Area under the curve

This usually refers to the area under the curve (AUC) for a graph of plasma concentration versus time. The units of AUC are the Y-axis units (units of concentration) multiplied by the X-axis units (units of time); for example, (mg/l)h or (µg/ml)min. There are several ways to calculate AUC, including through use of software, or manually by applying the trapezoidal rule or by a cut-and-weigh technique.

It may be necessary to determine a drug’s AUC in order to calculate oral bioavailability (discussed below), or to determine the non-compartmental apparent volume of distribution (AV_{D area}).

In a single individual, the AUC is proportional to the proportion of the dose of drug that is absorbed into the systemic circulation, and the actual value is impacted by the amount of the drug that is absorbed, and by how rapidly it is then removed. As such, a comparison of an IV dose with a PO dose of the same drug in the same individual on two different occasions will provide two AUC values that allow determination of oral bioavailability (from AUC_PO/AUC_IV). This is because the drug is removed with similar clearance values regardless of the route by which it is administered and the only significant difference between areas under the two curves would be caused by differences in the amount of drug absorbed into the circulation. In the same way, AUC for the same dose of the same drug by the same route in an individual may change if ADME parameters change for the drug in that individual – e.g. altered bioavailability due to a change in Cl_int for a high extraction ratio drug, altered clearance due to a change in Cl_int for a low extraction ratio drug, etc. In the latter example of altered clearance, note that AUC values for PO and IV administration routes in that individual would both change to a similar degree and so bioavailability would not be substantially affected (see example calculation box).

In an intravenous repeated dosing regimen that has reached a steady state concentration, the average concentration in the plasma can be calculated from the AUC between two consecutive doses, divided by the time interval between doses. This average concentration typically lies slightly closer to the trough concentration than to the peak concentration, with this tendency becoming more marked as the time interval between doses becomes larger.

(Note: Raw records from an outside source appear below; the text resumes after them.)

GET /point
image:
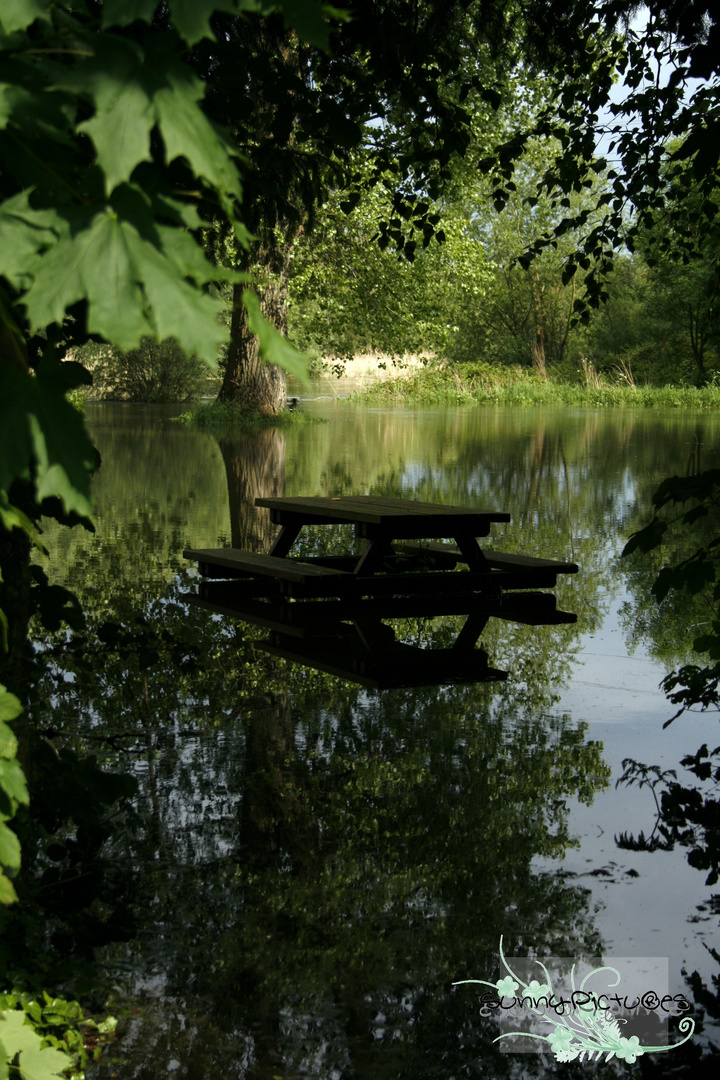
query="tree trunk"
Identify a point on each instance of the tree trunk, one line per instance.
(258, 388)
(255, 468)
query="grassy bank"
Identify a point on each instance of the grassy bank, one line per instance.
(225, 415)
(483, 383)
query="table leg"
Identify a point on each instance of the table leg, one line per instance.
(472, 554)
(284, 540)
(473, 626)
(372, 556)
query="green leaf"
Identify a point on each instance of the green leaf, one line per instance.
(124, 116)
(38, 423)
(8, 740)
(8, 895)
(12, 781)
(12, 517)
(10, 848)
(178, 309)
(188, 133)
(132, 285)
(24, 232)
(19, 14)
(192, 17)
(36, 1062)
(125, 12)
(274, 348)
(646, 539)
(10, 707)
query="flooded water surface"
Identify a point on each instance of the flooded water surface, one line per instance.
(298, 869)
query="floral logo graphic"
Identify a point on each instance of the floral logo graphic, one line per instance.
(586, 1031)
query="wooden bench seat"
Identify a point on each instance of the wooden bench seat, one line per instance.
(497, 559)
(289, 572)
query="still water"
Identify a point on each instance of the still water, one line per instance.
(307, 867)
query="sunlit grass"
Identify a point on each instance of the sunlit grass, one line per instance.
(484, 383)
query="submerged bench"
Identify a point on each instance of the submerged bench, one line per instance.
(496, 559)
(231, 563)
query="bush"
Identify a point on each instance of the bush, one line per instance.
(155, 372)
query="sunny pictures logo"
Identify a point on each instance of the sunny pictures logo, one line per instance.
(576, 1022)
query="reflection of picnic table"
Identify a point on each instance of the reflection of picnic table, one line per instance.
(401, 556)
(350, 637)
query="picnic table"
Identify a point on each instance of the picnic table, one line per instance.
(402, 553)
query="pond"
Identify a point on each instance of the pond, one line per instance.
(296, 871)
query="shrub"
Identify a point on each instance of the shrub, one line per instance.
(155, 372)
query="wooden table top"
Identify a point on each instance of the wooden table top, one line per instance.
(391, 514)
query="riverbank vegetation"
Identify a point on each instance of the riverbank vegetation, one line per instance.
(485, 383)
(154, 153)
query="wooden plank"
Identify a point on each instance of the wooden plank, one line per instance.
(497, 559)
(381, 513)
(312, 617)
(245, 562)
(399, 666)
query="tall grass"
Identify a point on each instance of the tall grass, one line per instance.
(485, 383)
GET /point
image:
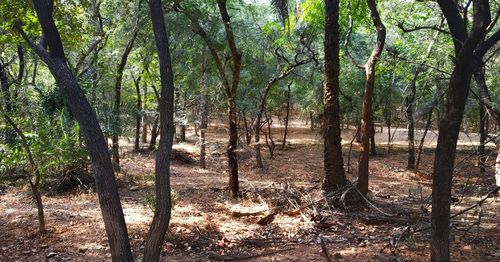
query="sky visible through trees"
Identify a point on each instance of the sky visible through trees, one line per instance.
(249, 130)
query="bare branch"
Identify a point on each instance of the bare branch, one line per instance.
(348, 36)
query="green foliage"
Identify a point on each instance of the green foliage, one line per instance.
(149, 199)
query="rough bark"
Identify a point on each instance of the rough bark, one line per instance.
(35, 186)
(422, 140)
(287, 117)
(332, 152)
(410, 101)
(248, 132)
(230, 88)
(161, 219)
(138, 116)
(373, 146)
(144, 135)
(106, 186)
(366, 114)
(468, 54)
(115, 147)
(203, 108)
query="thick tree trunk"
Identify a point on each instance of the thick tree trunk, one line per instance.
(138, 116)
(422, 140)
(449, 128)
(468, 55)
(107, 189)
(4, 82)
(373, 146)
(287, 117)
(144, 135)
(411, 124)
(161, 219)
(410, 102)
(154, 133)
(366, 115)
(115, 148)
(482, 138)
(248, 133)
(332, 152)
(35, 186)
(203, 108)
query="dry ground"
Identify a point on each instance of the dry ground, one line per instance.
(206, 225)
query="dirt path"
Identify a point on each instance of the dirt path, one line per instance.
(204, 226)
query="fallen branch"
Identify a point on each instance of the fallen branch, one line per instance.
(326, 255)
(218, 257)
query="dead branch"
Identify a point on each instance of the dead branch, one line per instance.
(218, 257)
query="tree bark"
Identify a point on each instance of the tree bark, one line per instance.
(230, 89)
(161, 219)
(366, 115)
(410, 101)
(106, 186)
(115, 147)
(333, 161)
(373, 148)
(288, 97)
(144, 135)
(248, 132)
(138, 116)
(203, 109)
(421, 145)
(469, 55)
(35, 186)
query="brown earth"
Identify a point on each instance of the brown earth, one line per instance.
(208, 225)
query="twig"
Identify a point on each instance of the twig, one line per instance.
(327, 256)
(218, 257)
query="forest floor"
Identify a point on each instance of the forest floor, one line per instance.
(207, 225)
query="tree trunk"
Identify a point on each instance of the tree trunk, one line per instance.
(269, 137)
(144, 137)
(421, 145)
(373, 148)
(468, 55)
(203, 108)
(366, 115)
(161, 219)
(4, 82)
(411, 124)
(107, 189)
(35, 186)
(287, 117)
(138, 116)
(248, 133)
(115, 148)
(332, 152)
(230, 89)
(482, 138)
(154, 133)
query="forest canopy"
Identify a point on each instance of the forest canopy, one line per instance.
(249, 129)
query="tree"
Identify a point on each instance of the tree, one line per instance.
(333, 161)
(115, 148)
(469, 51)
(106, 186)
(163, 204)
(366, 114)
(230, 85)
(203, 108)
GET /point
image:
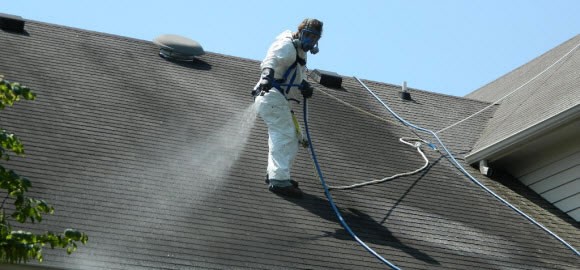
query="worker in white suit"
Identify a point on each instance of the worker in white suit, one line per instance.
(284, 77)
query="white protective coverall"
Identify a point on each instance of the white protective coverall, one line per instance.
(274, 108)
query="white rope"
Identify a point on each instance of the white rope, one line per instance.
(416, 145)
(510, 93)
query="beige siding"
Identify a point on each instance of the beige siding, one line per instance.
(558, 182)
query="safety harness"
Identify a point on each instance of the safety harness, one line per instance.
(281, 82)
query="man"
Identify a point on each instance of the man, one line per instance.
(284, 75)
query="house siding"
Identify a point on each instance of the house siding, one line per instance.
(558, 182)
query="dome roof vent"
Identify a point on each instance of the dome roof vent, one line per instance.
(178, 48)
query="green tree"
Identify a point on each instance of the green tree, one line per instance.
(18, 246)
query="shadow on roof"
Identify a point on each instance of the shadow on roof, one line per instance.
(195, 64)
(364, 225)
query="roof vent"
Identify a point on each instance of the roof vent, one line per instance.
(405, 95)
(11, 23)
(327, 78)
(178, 48)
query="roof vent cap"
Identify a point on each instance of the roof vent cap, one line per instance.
(328, 78)
(405, 95)
(11, 23)
(179, 48)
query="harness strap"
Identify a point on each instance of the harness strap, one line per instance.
(298, 60)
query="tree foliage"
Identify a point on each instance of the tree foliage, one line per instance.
(18, 246)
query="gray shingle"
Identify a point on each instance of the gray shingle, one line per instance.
(116, 142)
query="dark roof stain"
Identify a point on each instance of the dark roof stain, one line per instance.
(127, 147)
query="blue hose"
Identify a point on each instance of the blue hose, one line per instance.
(466, 173)
(329, 197)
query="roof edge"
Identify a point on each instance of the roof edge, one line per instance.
(501, 147)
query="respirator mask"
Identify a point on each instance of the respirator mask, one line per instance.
(309, 40)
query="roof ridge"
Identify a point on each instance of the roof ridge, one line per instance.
(577, 36)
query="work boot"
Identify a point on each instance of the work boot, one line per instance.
(289, 191)
(294, 183)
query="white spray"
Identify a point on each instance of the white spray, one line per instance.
(221, 149)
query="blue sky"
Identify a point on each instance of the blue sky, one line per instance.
(444, 46)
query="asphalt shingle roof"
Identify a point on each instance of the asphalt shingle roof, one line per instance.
(551, 93)
(128, 147)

At steady state, it stands to reason that the amount of drug lost from the body between consecutive doses is identical to the amount of drug administered in each dose. As such, the AUC between two consecutive doses at steady state should be similar to the AUC from t=0 to t=∞ (AUC_0-∞) after a single IV dose of the drug (because one full dose of the drug is also lost from the body in such a scenario), assuming the size of the dose is the same in both cases, and assuming there has been no change in drug clearance (as a result of a change in intrinsic clearance, for example) during chronic drug dosing required to reach steady state. This is illustrated in the figure on the right, where the areas highlighted in red and blue hatching are identical in size. Under the entry for clearance, it is shown that total body clearance, Cl_T, may be calculated from Cl_T = Dose/AUC_0-∞. Based on the discussion above, it should be apparent that it is also possible to calculate total body clearance if the AUC between two consecutive doses of drug is known, since this value should be similar to AUC_0-∞. The equation then becomes Cl_T = Dose/AUC_0-τ, where t=0 represents the time at which the first of two consecutive doses is given, and t=τ represents a later time at which the subsequent dose is administered, with the dosing interval being equal to τ.